I think it’s easy to see why people are drawn to bears.
For myself, it’s a fascination with the connections I can draw between them and humans. Specifically, I find the fact that some bears are creatures of habit (to the point of predicting their behavior based on time) is fascinating, and absolutely similar to my natural tendency.
I think it’s also fascinating to us as a species to actually fear another species. If you’re in the presence of a bear, chances are you are afraid. Possibly mystified, but also afraid. Or at least (I believe) you should be. They are incredibly powerful, and I certainly didn’t walk into the National Park that was home to the largest protected population of Brown Bears with out a healthy dose of fear. But, the thing that surprised me the most was the kind disposition I saw in some of the Katmai Bears.
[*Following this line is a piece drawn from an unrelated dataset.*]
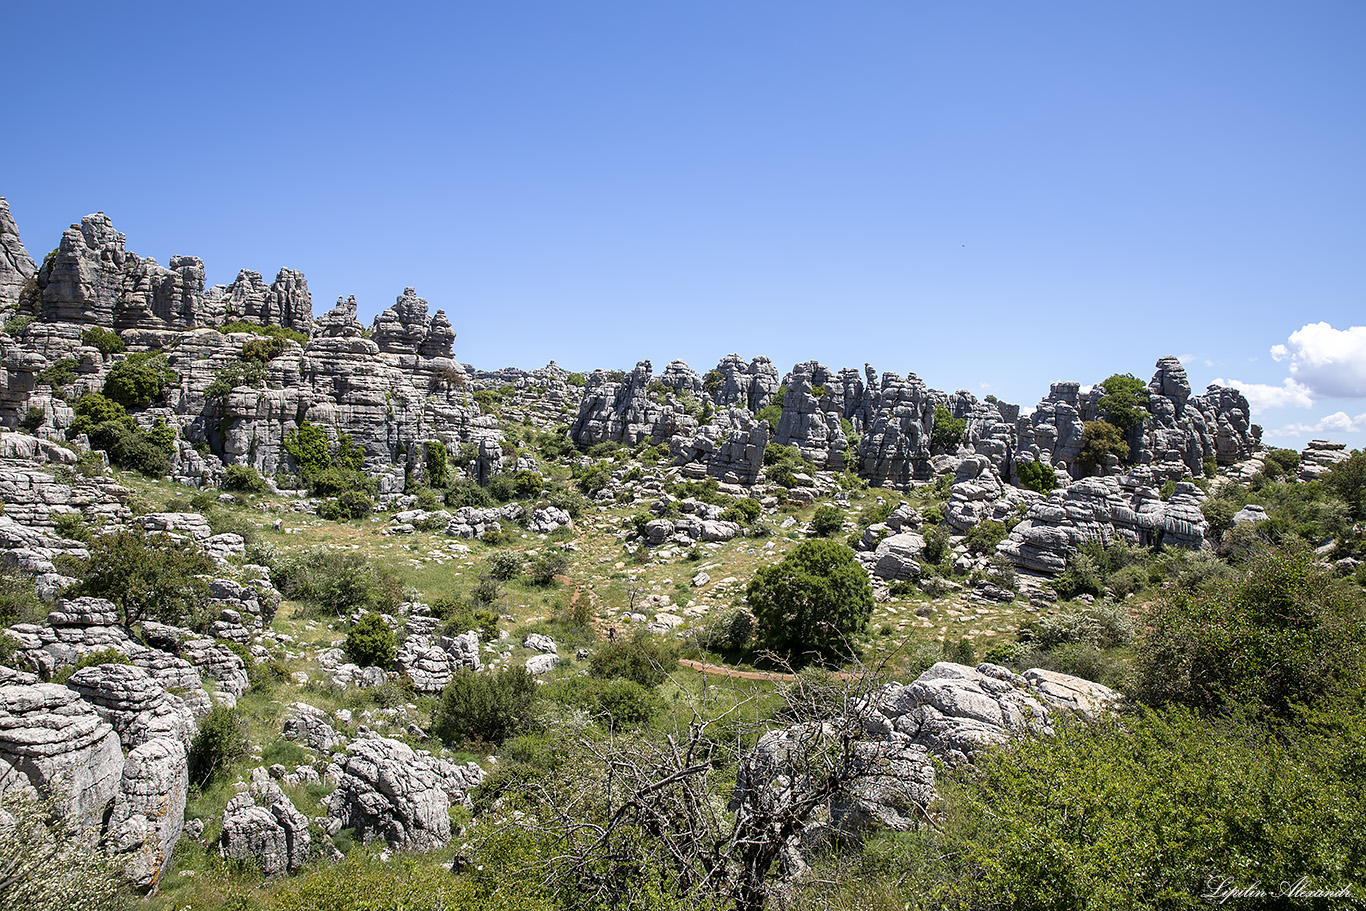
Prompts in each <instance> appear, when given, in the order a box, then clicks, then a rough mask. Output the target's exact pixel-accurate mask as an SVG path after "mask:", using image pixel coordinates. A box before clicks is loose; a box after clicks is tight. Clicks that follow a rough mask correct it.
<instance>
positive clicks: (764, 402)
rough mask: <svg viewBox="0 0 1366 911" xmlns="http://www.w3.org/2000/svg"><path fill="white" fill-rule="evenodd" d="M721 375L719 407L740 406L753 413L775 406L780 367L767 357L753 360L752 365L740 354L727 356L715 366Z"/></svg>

I loved watching a sow and her two young cubs out in the meadow. Her cubs were under a year old, and rambunctious to say the least. The mother almost had a tinge of annoyance about her when the cubs sprinted in front of her and started wrestling. At one point, the two youngsters had discovered a pile of wood. Well, more like they crashed into while wrestling. They crawled all over it, carefully testing how much weight the branches could hold with their paws. The mother sat a distance away, and at one point absolutely just turned her back away from them and watched off in the other direction. When she had enough waiting for the two she stared at them for 20 seconds, seemingly scolding them. They both slowly crawled of the wood pile, and walked slowly, heads hanging, to their mother who was already making her way down the path.
The time I got to spend with these bears was incredibly short. No more than 48 hours in Hallow Bay and no more than 48 hours on the remote coast of Katmai. But in those hours I became full heartedly obsessed with bears. I fear them and their power, and am simultaneously curious about them and the lives they live.